Il se dit que l’intégration européenne n’avance que lorsque l’Union est au bord du gouffre. L’adage avait perdu de son automaticité depuis dix ans : austérité frontale face à la Grèce surendettée en 2010 et lors des rebonds successifs, manque de solidarité et de coordination dans l’accueil des vagues de réfugiés, politiques autoritaires menées au sein de plusieurs États-membres, risque de délitement institutionnel suite au Brexit voté en 2016… A chaque nouveau coup de semonce, l’Union européenne, ciblée de toute part, donnait l’impression d’être trop faible et désunie pour réagir. Alors que le coronavirus a mis tous les États-membres à rude épreuve – plus de 200 000 victimes en Europe et une récession économique sans précédent – une marche historique a enfin été franchie lors du Conseil européen du 17 au 21 juillet 2020.

Pour la première fois, les Vingt-Sept ont accepté d’émettre une dette européenne commune à l’horizon des trente prochaines années pour financer un plan de relance massif de 750 milliards d’euros. Concrètement, après validation par les Parlements européen et nationaux, c’est la Commission qui va s’endetter au nom de tous les États-membres, en plus du budget communautaire pluriannuel de 1 074 milliards d’euros sur la période 2021-2027. Les fonds de relance serviront en priorité aux pays les plus touchés par la récession, en cohérence avec des plans de transition climatique et numérique.
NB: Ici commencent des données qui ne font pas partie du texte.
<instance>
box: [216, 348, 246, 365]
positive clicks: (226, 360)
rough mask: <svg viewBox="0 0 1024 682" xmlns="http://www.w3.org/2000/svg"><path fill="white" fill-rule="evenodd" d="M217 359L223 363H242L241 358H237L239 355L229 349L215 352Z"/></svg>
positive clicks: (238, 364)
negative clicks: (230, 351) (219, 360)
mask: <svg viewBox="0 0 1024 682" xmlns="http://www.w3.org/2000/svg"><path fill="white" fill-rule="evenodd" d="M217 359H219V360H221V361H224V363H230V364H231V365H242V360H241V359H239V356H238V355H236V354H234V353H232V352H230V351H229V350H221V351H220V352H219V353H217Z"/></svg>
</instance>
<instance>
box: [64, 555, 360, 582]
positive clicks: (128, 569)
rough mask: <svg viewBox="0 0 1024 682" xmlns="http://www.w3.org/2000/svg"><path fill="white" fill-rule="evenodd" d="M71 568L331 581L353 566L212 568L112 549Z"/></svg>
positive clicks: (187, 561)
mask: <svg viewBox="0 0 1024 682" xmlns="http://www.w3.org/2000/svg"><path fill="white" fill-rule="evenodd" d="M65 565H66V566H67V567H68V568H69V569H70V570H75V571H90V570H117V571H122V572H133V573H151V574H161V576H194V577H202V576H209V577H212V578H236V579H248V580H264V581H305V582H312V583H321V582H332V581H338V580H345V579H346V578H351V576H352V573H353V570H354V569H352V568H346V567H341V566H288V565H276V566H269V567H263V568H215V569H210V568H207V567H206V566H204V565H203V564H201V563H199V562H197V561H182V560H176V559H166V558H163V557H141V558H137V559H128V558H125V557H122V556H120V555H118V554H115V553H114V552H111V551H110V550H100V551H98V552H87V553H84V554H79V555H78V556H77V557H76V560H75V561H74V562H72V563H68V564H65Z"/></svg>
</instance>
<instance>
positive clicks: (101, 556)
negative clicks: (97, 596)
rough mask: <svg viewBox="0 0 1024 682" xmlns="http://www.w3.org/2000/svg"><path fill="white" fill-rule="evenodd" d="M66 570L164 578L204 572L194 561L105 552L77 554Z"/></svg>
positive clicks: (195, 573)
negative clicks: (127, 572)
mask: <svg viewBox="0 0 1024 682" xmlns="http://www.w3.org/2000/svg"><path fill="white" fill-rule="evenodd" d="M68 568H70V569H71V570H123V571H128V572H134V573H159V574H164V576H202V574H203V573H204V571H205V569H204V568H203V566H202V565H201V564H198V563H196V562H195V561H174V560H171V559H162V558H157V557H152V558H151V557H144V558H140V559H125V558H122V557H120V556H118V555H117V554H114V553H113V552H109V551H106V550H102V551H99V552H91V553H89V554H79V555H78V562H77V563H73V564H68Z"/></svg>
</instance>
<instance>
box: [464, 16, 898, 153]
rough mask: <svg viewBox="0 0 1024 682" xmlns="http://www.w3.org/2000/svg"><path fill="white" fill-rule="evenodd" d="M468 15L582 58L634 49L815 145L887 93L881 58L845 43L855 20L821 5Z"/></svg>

Ils seront pour moitié affectés sous forme de prêts à rembourser par le pays concerné, mais également pour 390 milliards d’euros sous forme de subventions que les Vingt-Sept rembourseront ensemble, sans qu’aucun État-membre ne puisse tout bloquer par son véto.

Après des années de rigueur et de défiance, c’est un tournant qui oriente de nouveau l’UE vers une solidarité et une souveraineté partagées, voire même vers l’essence d’un État présent en parallèle des 27 autres selon l’intéressante démonstration de l’historien et géographe Sylvain Kahn. J’entends que quelques milliards d’euros de dépenses prévues pour des programmes stratégiques ont été perdus dans la négociation avec les pays « frugaux », mais l’essentiel est bien d’avoir arraché cet accord. Derrière cette relance économique devra se confirmer une relance du projet européen dans sa globalité. Les citoyens auront leur mot à dire à ce sujet dès cet automne avec le lancement d’un exercice démocratique inédit à cette échelle : la Conférence sur le Futur de l’Europe. 



Le succès d’Ursula von der Leyen, présidente de la Commission européenne, et Charles Michel, président du Conseil européen, en poste depuis 2019.